We are committed to shaping the future of automotive mobility by developing highly automated driving systems for both highway and urban areas. Our development teams in Germany and California work with state-of-the-art technologies to develop innovative and class-leading systems to provide our customers with the best experience possible. To master this challenge, we are looking for energetic and committed PhD students to conduct research within our Scene Reasoning and Prediction Team in Stuttgart.
The focus of your PhD thesis will be on the development of foundation models for motion prediction in autonomous driving. Especially in natural language processing, foundation models have achieved state-of-the-art performance on various benchmarks and have become essential tools for researchers, developers, and businesses looking to build natural language processing applications. Their strength is their ability to learn the structure and nuance of language, enabling them to be fine-tuned on specific tasks or domains. In contrast, current motion prediction algorithms are usually trained task-specific, e.g., for the task of trajectory prediction. How to leverage task-unspecific pre-training on large autonomous driving datasets, potentially also with different training tasks, and to then perform fine-tuning for motion prediction tasks is still an open research question.

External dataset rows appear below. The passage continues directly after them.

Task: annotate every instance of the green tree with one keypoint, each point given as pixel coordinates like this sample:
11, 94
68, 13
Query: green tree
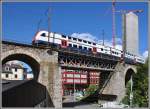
140, 87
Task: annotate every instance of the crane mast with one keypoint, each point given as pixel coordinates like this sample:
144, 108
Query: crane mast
113, 23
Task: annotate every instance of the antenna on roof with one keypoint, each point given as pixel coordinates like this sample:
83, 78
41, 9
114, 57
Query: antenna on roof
103, 33
38, 26
48, 15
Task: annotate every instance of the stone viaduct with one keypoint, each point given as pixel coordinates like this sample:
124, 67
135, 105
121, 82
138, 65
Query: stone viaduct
47, 70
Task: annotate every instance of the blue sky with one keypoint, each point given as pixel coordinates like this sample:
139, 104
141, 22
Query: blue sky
20, 20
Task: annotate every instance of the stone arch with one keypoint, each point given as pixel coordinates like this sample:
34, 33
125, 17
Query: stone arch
128, 73
28, 57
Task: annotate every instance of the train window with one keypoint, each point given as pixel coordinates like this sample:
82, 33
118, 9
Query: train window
69, 37
89, 42
85, 48
70, 45
80, 47
63, 36
84, 41
74, 38
90, 49
75, 46
43, 34
64, 43
94, 43
79, 40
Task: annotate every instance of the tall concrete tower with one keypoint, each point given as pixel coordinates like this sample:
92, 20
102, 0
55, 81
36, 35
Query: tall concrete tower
132, 33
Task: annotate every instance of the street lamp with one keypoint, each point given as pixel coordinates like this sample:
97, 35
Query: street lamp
131, 92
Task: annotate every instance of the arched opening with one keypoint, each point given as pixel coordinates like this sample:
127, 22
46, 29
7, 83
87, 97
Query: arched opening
129, 73
35, 66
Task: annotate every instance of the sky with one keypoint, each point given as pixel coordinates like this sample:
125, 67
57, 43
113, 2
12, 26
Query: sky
20, 20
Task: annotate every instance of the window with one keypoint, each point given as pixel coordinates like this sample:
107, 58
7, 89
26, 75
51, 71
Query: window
70, 45
43, 34
90, 49
84, 41
94, 43
7, 68
75, 46
6, 75
15, 69
85, 48
89, 42
79, 40
94, 49
16, 75
63, 36
80, 47
64, 43
74, 38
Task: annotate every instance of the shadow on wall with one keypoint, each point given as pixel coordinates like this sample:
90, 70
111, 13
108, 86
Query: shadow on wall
26, 93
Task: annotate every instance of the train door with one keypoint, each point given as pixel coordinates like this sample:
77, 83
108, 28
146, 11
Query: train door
94, 50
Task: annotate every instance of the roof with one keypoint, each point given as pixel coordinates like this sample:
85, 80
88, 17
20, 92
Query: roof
10, 72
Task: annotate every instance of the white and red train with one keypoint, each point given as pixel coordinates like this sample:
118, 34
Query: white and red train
82, 45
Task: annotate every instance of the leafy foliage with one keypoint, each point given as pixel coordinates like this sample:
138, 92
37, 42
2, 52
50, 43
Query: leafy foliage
140, 87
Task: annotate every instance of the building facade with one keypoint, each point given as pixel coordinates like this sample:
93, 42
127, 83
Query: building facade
13, 72
132, 33
77, 81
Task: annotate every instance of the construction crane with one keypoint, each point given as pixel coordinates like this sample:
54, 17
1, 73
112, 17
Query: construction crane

The key challenge of your PhD thesis is therefore to develop a foundation model for motion prediction. This includes the development of a task-unspecific pre-training and the fine-tuning for different prediction tasks, e.g., trajectory prediction and intent prediction. For this, you are expected to survey the latest state-of-the-art in motion prediction and foundation models. You will make use of the latest machine learning techniques, such as Graph Neural Networks and Transformers.
Responsibilities:
Assessment of the current state-of-the-art in learning-based motion prediction and foundation models Development of a latent space representation and of training tasks to learn structure and nuance of traffic scenes from large-scale datasets during a task-unspecific pre-training Development of fine-tuning methods for different motion prediction tasks Implementation of corresponding training and evaluation concepts Integration of the developed methods into the AD software Evaluation of the developed methods in simulation, recorded driving data and real vehicles
The final thesis selection is made in close consultation with you, the university and us.